Causes and Classification
Thyroid cancer is caused by the abnormal development of certain cells in this butterfly-like gland located at the base of the neck just below the Adam's apple.
Thyroid cancer very often manifests itself in a benign form and rather rarely in malignant forms (assuming in this case the name of thyroid cancer).
Benign tumors are particularly widespread, with an "incidence that is around 25-50% of the population: they are called benign nodules and in most cases do not cause particular problems, so much so that they go completely unnoticed or are occasionally discovered. during palpation or an ultrasound examination. Only in a minority of patients do thyroid nodules establish the typical symptom picture of thyrotoxicosis (excess of thyroid hormones) or grow to the point of creating problems with phonation and swallowing (by compression of the surrounding tissues).

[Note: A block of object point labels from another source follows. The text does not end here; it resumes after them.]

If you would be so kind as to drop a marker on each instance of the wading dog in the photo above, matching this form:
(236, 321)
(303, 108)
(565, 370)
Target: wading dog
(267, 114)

Even more rare (less than 10% of cases) are malignant thyroid nodules, which can be of the following type:
- papillary: the most widespread of all (70-80% of thyroid carcinomas), it is frequent in young patients (between 30 and 50 years old) and is characterized by a low degree of malignancy, which however tends to increase in older patients .
- Follicular: represents 5 to 15% of all thyroid cancers and is found mostly among the elderly. It is more aggressive than papillary carcinoma, but maintains slow growth and a relatively favorable prognosis. Like the previous one, it affects the follicular cells of the thyroid (responsible for the synthesis of thyroid hormones T3 and T4).
- Medullary: represents about 4-5% of thyroid tumors and develops at the level of C cells, responsible for the production of the hormone calcitonin. It generally affects people over the age of 50 and is characterized by some peculiarities: it can in fact be sporadic or family (hereditary transmission of abnormal genes) and associated with other tumors or pathologies of the endocrine system. Prognosis is good when the carcinoma is confined to the thyroid and poor in the presence of metastases.
- Anaplastic: it is now a rarity among thyroid carcinomas (about 1% of cases), it is found in the elderly with long-standing voluminous goiter and has a "very high malignancy. It is characterized by" rapid and painful enlargement of the gland, affecting the follicular cells and is very difficult to treat.
- Other rather rare forms of malignant tumors are represented by thyroid lymphoma and squamous cell carcinoma.
The incidence of thyroid cancer in the overall scenario of malignant neoplasms is around one, one and a half percent, ranging from 10 to 40 new cases per year per million inhabitants. The increased incidence documented in recent years seems to be due, at least in part, to the improvement in ultrasound diagnostic techniques.
More common among women, thyroid cancer causes - to a certain approximation - 6 deaths per year per million inhabitants.
Thyroid Cancer Symptoms
For further information: Thyroid Cancer Symptoms
As we have seen, thyroid cancer grows very slowly and is minimally invasive in most cases. There is therefore a long latency period between tumor induction and clinical manifestations; consequently the disease often remains undetected for life.
The characteristic symptom is the presence of a lump in the anterior region of the neck, corresponding to the anatomical site of the gland. As anticipated, however, only a small percentage of the nodules have malignant features.
Especially in young patients, the onset symptom may be represented by the enlargement of the laterocervical lymph nodes. In an advanced phase, this symptom can be associated with changes in the tone of the voice (hoarseness - dysphonia), pains spread in the anterior region of the neck and dysphagia (difficulty and pain in swallowing).
Risk factors
A nodule is more likely to turn out to be malignant when: it is not accompanied by thyrotoxicosis (it is classified as cold on the scintigraphic examination), it increases in consistency (classified as solid on the ultrasound examination), it has irregular edges and intraparenchymal vascularization (with echocolordoppler) and causes compression disorders (dysphonia, dysphagia). Other risk factors in this sense are represented by previous exposure to radiation (including those administered for therapeutic purposes or associated with nuclear disasters) and by the familiarity for goiter and for syndromes such as medullary thyroid cancer, multiple endocrine neoplasia and adenomatous polyposis familiar. The incidence of follicular cancer is also higher in iodocarent areas, where nodular goiter is endemic (which can be prevented through the use of iodized salt).